Lübnan’daki patlamada hayatını kaybedenlerin sayısı resmi açıklamaya göre 171’e ulaştı. Hayatını kaybedenlerin 40’ı göçmen işçilerdi. 60 kişininse hâlâ kayıp olduğu ifade ediliyor. Liman bölgesinde en ağır koşullarda çalışan göçmen işçiler pek anılmıyor. Oysa ölü sayısındaki göçmen işçilerin oranı durumun farkını gösteriyor. Patlama anından itibaren tüm burjuva medyada patlamanın eski başbakanlardan Saad Hariri‘nin evine yakın gerçekleştiği ve Hariri‘nin etkilenmemesi işlenirken göçmen işçilerden söz edilmedi.

Yok sayılan göçmen işçilerin bir kısmı Filistinli bir kısmı Suriyelidir. Emperyalizmin ve siyonizmin katliamlarından kaçıp hayatta kalmaya çalışan bu göçmen işçiler, diğer ülkelerde olduğu gibi Lübnan‘da da en ağır işlerde, en zor şartlarda çalışmaya mahkum ediliyor. Beyrut limanı ise çalışma koşullarının ağır olduğu yerlerin başında geliyor.
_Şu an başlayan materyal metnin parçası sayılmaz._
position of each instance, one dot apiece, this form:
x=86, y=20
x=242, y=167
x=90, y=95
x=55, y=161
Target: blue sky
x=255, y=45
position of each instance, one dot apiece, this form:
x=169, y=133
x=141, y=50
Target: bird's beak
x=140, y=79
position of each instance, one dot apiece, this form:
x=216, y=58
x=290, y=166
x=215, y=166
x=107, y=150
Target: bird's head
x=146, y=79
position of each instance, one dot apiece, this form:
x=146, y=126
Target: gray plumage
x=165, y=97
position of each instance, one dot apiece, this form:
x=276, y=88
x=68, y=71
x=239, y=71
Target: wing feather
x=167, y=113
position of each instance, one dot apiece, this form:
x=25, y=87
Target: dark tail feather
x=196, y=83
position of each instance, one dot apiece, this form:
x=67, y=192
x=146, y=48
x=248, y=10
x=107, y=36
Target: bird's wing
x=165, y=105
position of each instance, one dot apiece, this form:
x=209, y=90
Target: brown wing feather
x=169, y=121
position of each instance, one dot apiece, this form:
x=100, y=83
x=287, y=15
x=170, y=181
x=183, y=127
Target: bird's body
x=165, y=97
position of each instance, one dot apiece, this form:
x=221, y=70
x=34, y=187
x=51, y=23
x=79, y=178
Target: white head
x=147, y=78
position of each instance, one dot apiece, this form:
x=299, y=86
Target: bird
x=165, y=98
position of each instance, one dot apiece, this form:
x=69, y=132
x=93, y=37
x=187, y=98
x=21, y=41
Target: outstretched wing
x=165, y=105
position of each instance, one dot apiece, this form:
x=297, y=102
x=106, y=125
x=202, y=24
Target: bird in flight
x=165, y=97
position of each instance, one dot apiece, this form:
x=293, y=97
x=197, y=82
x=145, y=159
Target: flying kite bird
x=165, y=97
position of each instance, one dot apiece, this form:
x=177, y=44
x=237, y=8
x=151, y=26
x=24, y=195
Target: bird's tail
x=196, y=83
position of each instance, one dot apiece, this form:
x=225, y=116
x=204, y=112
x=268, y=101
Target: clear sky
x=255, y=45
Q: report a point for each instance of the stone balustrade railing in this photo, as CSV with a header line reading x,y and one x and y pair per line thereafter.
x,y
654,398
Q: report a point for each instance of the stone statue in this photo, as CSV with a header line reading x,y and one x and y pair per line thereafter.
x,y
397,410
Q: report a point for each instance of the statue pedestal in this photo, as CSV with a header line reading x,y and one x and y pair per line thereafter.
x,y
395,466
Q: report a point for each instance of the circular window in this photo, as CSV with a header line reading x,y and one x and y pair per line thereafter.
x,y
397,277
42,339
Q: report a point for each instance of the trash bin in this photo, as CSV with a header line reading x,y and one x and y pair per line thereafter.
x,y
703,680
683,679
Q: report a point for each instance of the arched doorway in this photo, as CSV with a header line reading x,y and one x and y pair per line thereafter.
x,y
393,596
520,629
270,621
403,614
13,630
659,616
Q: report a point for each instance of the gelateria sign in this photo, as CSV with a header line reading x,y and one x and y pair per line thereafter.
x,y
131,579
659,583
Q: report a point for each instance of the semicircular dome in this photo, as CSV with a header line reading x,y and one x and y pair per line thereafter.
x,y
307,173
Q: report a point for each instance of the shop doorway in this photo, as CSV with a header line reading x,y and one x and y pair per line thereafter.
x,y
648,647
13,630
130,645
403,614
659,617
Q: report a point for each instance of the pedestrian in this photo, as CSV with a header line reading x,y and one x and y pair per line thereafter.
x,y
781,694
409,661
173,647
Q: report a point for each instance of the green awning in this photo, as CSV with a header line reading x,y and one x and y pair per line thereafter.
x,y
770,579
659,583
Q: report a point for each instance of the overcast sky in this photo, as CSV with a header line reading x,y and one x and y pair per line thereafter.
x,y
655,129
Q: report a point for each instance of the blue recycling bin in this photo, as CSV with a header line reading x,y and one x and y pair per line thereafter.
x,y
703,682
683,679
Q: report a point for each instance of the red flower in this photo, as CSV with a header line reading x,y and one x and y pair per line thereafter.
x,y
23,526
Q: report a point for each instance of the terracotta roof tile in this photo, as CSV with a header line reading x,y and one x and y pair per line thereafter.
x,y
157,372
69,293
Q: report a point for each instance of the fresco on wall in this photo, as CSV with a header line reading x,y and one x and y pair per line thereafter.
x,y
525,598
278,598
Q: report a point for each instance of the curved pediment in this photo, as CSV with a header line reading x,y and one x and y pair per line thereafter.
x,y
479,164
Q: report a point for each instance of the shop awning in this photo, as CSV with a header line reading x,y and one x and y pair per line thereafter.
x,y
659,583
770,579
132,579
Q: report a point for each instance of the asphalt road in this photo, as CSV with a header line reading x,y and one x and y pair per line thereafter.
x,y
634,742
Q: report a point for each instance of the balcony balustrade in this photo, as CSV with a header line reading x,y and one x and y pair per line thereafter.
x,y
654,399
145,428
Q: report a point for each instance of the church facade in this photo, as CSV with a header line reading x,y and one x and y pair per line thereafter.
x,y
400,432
Ölen işçilerden biri de Abdel Moyn isimli bir Suriyeli göçmen işçiydi. Çalıştığı fabrikanın zemininde büyük bir pencere ve patlamanın etkisiyle yıkılan bir duvar parçasının altında kalarak hayatını kaybetti. Suriye‘deki Deyr el-Zor‘dan gerici çetelerin katliamlarından kaçıp gelen bu genç ölümle burada karşılaştı. Birlikte göç ettiği 17 yaşındaki Latif, genç adamın vücudunun fotoğraflarını göstererek “Muhtemelen başına gelenleri hissetmedi” diyerek kendini avutuyor.

Lübnanlı yetkililer Salı günü ölenlerin kimliklerini tek tek açıkladığında hayatını kaybeden 143 kişi arasında Suriyeli işçinin adı geçmedi. Şu ana kadar tespit edilen ölülerin 4’te biri göçmen işçiler olmasına karşın onların varlığı da ölümleri de yok sayılıyor. Göçmen işçiler her olayda olduğu gibi, Beyrut’taki patlamanın da en mağdurları arasında yer aldı.